Accusation des médias de parti pris libéral a été une plainte conservatrice constante depuis l’ère des droits civiques, lorsque les Sudistes blancs ont insisté sur le fait que les médias inclinent leurs histoires contre la ségrégation. Au cours de sa campagne présidentielle en 1964, le sénateur américain Barry Goldwater de l’Arizona s’est plaint que les médias étaient contre lui, une accusation qui a été répétée par chaque candidat présidentiel républicain depuis.

Mais ces accusations de biais survivent rarement à un examen empirique.

En tant que président d’un institut de politique publique consacrée au renforcement de la démocratie délibérative, j’ai écrit deux livres sur les médias et la présidence, et un autre sur l’éthique des médias. Mes recherches traces comment les institutions d’information façonnent la vie civique et pourquoi les démocraties saines reposent sur un journalisme indépendant à la fois de la pression du marché et des points de discussion partisans.

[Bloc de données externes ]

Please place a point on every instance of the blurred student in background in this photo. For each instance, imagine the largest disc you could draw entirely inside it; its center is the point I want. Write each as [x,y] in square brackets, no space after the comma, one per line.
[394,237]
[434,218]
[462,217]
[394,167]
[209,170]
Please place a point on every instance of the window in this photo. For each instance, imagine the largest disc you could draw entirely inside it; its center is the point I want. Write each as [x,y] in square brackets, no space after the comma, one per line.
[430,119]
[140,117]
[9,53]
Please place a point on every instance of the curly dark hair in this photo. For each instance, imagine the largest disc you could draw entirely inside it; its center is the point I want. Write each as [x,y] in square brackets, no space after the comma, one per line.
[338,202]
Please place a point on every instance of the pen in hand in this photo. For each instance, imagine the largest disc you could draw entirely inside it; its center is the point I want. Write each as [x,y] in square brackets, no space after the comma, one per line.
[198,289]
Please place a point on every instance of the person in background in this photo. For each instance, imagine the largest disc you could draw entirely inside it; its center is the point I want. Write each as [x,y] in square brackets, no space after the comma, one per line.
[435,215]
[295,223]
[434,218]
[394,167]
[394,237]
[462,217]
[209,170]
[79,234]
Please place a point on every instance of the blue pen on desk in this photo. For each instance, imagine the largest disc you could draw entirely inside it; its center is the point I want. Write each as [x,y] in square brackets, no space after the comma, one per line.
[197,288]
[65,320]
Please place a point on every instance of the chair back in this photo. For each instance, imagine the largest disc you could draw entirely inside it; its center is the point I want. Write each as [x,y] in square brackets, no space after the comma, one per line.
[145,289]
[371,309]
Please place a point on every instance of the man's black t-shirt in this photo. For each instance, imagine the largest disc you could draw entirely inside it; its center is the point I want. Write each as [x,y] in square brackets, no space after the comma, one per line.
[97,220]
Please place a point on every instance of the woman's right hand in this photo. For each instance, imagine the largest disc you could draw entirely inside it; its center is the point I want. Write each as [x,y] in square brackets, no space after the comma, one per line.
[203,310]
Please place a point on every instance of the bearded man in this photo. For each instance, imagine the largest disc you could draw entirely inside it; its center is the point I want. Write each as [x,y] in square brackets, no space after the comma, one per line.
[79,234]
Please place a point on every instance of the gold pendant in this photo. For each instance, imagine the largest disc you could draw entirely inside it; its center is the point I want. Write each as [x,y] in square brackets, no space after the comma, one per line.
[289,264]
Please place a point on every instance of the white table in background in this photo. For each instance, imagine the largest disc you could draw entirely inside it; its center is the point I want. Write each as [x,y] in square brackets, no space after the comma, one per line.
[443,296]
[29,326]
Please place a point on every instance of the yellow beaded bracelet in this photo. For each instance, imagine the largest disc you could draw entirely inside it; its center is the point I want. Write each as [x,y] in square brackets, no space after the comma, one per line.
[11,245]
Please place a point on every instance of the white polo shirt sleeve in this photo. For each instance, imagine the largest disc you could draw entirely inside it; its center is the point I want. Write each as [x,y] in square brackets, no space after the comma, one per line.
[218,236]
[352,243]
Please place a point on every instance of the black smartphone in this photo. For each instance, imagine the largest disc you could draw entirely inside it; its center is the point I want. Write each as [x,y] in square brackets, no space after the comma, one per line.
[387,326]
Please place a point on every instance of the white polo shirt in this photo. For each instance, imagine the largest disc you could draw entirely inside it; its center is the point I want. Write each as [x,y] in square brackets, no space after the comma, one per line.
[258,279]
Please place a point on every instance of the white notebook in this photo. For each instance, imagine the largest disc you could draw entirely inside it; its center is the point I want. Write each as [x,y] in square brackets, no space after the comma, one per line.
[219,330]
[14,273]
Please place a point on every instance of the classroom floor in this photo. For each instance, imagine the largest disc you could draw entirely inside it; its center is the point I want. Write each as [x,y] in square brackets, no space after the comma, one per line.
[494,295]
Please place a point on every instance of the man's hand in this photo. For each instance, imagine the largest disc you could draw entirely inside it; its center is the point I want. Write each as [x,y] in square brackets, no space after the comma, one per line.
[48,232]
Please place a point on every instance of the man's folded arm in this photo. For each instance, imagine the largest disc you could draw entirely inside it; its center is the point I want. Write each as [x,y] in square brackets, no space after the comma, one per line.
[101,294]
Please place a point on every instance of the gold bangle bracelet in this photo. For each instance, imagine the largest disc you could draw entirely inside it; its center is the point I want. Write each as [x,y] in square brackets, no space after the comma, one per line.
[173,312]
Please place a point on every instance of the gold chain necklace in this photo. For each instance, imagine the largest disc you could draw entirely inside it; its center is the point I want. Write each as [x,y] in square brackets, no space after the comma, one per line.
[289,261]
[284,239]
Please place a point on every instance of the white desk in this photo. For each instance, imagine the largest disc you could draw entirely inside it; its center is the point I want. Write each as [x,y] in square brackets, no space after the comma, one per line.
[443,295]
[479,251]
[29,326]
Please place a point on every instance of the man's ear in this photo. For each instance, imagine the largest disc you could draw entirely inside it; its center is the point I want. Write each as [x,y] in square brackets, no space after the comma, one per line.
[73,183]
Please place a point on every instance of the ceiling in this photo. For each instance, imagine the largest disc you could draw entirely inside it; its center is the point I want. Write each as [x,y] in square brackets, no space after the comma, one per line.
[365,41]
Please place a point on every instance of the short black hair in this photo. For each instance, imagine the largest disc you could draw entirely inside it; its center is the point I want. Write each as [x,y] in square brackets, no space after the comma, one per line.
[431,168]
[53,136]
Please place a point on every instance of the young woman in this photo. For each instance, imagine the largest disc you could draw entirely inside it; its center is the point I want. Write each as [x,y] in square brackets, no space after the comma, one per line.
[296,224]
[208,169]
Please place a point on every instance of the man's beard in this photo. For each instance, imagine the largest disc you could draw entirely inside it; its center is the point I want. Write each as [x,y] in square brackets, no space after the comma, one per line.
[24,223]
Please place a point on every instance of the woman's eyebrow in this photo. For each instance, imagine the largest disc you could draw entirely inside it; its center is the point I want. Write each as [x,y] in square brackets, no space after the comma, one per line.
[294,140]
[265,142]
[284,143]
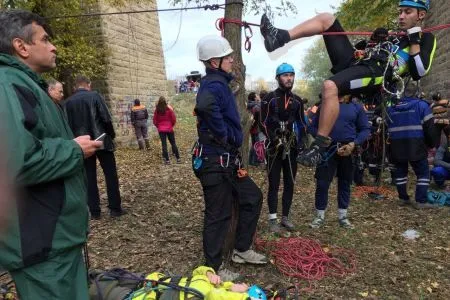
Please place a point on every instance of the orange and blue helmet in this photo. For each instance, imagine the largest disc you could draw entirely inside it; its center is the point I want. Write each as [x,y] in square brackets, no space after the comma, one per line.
[419,4]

Cette indépendance aux États-Unis – consacrée dans la clause de liberté de la presse du premier amendement – donne aux journalistes la capacité de tenir le gouvernement responsable, d’exposer des abus de pouvoir et ainsi de soutenir la démocratie.

Un homme aux cheveux gris avec une barbe et portant une veste bleue et une cravate, parle dans une grande pièce.
Le sénateur du GOP, Ted Cruz, parle aux journalistes alors que les républicains du Sénat votent sur la demande du président Donald Trump d’annuler environ 9 milliards de dollars de dépenses d’aide étrangère et de radiodiffusion publique le 16 juillet 2025.
AP Photo / J. Scott Applewhite

Indépendance de confiance

Ad Fontes Media, une «société de prestations publiques» auto-décrite dont la mission est de noter les médias pour la crédibilité et les préjugés, ont placé le rapport de «PBS Newshour» à moins de 10 points du centre idéologique. Ils l’étiquettent à la fois comme «fiables» et basés sur «Analyse / Facts». «Fox and Friends», en revanche, l’émission du matin populaire sur Fox News, est à près de 20 points à droite. L’échelle commence à zéro et fonctionne 42 points à gauche pour mesurer le biais progressif et 42 points à droite pour mesurer les biais conservateurs. Les notes sont fournies par des panneaux de trois personnes comprenant des examinateurs à gauche, à droite et au centre.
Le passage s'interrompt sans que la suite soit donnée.